Дверь, что напротив спальни бабушки, вела наверх. Обе кровати в задней комнате были не разобраны, но одна, смятая, говорила о том, что на ней спали. Кое-какие вещи Виталия лежали в образцовом порядке в шафраново-желтой комнате, предназначенной для прибывающих гостей.

В этом конце коридора, противоположном входу в дом, узкая деревянная лестница ведет наверх, в надстройку.

Наверху — вид чердачного помещения, комнаты с наклонными стенами. Сбоку открылась одна из дверей, в комнате — натюрморте самоваром и чайным прибором; оттуда вышли пять-шесть человек в болотных сапогах и крестьянских рубахах. Я не сразу поняла, что один из них, в кумачово-красной рубахе с поясом, — Виталий.

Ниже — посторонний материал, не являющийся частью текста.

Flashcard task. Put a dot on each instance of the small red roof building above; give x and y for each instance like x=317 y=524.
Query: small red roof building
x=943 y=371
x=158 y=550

У него была короткая темная бородка, волосы на голове коротко подстрижены, как у Дити; раньше он носил длинные волосы, бородка только пробивалась, и эта перемена полностью изменила его, не стало видно рта, по которому я всегда его узнавала.

— Марго! Маргоша! Муся! — раскинув в стороны руки, ом стоял, пока его друзья, стуча сапогами, спускались по скрипучей лестнице. — Ксения! — громко крикнул он, и та выскочила из средней двери, что напротив лестницы. — Погляди-ка, это она — Марго, Муся!

— Наслышана о ней от тебя, — со смехом сказала она — Марго здесь уже три дня.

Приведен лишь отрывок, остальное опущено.